Splash! Or do I mean splat? In fact, it’s both in the case of the BBC’s latest vaguely dirty Agatha Christie update, Towards Zero. Seen from the top of the Devon cliffs where a grand house called Gull’s Point signals entitlement from every last portico, the aquamarine sea is bright and roiling, the rocks below promising death and destruction. But even if a couple of people will indeed get it, their starched pillowcases stained deep red by early morning, the dramatic potential somehow remains unfulfilled. Portentousness is boring when overly laboured, and class war – an obsession of these adaptations – a bit tiresome given that most of us are only watching for the servants and the cocktails, the feeling of a summer’s day that will never end.

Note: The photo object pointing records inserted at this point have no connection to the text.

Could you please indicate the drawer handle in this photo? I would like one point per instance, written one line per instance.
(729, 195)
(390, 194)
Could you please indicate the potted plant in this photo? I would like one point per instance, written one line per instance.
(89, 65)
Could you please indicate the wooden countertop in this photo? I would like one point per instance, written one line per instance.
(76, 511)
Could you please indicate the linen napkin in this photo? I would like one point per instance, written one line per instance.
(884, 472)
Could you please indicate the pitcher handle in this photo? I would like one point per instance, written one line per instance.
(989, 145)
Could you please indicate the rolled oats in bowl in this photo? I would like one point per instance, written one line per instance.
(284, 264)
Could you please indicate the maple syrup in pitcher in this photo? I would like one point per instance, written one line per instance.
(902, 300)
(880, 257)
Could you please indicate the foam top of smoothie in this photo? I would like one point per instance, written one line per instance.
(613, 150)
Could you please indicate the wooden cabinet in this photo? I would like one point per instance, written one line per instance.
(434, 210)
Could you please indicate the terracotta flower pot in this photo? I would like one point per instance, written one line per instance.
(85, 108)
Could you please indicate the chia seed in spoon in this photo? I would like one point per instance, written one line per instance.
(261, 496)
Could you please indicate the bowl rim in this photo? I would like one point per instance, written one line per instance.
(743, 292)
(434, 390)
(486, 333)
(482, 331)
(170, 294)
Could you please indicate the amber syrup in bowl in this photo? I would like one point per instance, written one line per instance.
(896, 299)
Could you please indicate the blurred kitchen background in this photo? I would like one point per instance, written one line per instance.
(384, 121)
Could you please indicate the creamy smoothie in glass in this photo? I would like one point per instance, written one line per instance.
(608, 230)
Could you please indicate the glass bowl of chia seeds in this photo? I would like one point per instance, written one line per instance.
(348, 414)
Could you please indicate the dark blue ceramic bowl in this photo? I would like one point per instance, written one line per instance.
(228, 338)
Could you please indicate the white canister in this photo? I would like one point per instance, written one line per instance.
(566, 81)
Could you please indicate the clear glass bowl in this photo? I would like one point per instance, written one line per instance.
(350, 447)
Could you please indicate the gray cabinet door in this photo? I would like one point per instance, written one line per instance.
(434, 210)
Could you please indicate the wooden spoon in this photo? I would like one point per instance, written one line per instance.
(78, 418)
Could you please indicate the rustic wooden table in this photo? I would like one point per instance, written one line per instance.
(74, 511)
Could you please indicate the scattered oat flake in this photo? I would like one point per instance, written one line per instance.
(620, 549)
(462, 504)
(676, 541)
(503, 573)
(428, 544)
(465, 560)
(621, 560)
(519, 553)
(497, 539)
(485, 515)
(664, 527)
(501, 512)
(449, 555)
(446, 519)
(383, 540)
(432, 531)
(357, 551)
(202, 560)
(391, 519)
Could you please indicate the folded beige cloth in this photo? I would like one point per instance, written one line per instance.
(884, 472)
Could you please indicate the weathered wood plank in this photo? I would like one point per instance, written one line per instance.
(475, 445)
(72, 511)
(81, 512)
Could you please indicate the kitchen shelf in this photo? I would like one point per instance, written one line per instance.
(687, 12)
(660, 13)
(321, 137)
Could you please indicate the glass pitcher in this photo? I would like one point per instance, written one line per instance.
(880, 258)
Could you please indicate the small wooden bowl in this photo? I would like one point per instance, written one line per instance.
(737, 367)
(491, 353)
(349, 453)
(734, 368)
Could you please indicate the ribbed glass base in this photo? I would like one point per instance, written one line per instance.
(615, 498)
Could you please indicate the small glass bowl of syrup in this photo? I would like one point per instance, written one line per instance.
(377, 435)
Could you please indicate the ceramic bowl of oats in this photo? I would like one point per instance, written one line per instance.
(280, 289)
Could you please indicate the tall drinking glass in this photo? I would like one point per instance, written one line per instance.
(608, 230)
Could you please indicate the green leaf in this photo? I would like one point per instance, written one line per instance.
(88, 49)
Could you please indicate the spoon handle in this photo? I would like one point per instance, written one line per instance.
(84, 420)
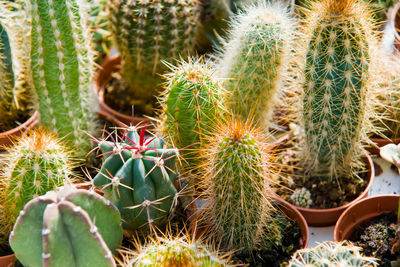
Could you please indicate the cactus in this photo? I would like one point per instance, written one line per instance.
(339, 40)
(191, 104)
(147, 32)
(38, 163)
(331, 254)
(62, 66)
(237, 171)
(71, 227)
(175, 251)
(138, 176)
(254, 60)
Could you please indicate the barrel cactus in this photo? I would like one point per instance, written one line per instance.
(38, 163)
(62, 66)
(71, 227)
(339, 40)
(331, 254)
(237, 171)
(255, 59)
(148, 32)
(138, 176)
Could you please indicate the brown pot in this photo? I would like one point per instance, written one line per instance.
(6, 138)
(103, 76)
(363, 211)
(327, 217)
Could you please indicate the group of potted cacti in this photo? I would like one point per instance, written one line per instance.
(280, 114)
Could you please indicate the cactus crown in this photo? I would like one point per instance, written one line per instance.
(38, 163)
(331, 254)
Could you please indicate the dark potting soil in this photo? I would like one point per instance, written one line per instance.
(277, 254)
(376, 238)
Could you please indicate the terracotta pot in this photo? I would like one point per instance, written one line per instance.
(103, 76)
(327, 217)
(363, 211)
(6, 138)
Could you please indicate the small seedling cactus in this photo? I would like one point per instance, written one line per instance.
(331, 254)
(148, 32)
(255, 59)
(301, 197)
(62, 67)
(70, 227)
(38, 163)
(138, 176)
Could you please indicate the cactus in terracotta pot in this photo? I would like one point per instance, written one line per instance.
(138, 176)
(71, 227)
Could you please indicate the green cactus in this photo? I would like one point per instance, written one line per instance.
(336, 81)
(138, 176)
(72, 227)
(331, 254)
(38, 163)
(178, 251)
(148, 32)
(191, 105)
(254, 61)
(62, 66)
(238, 171)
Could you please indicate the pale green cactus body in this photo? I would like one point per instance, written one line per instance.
(62, 65)
(255, 58)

The writer, Rachel Bennette, has mucked about with the novel’s plot to no great effect, and it goes like this: in Devon, Lady Tressilian (Anjelica Huston), a wealthy, childless widow, awaits the arrival of her tennis star nephew Neville (Oliver Jackson-Cohen) and both his current wife, Kay (Mimi Keene), and his ex-wife, Audrey (Ella Lily Hyland). Naturally, she doesn’t approve of this arrangement – why do Neville and Kay want to spend their honeymoon with Audrey? – but in fact, this throuple may be the least of her problems.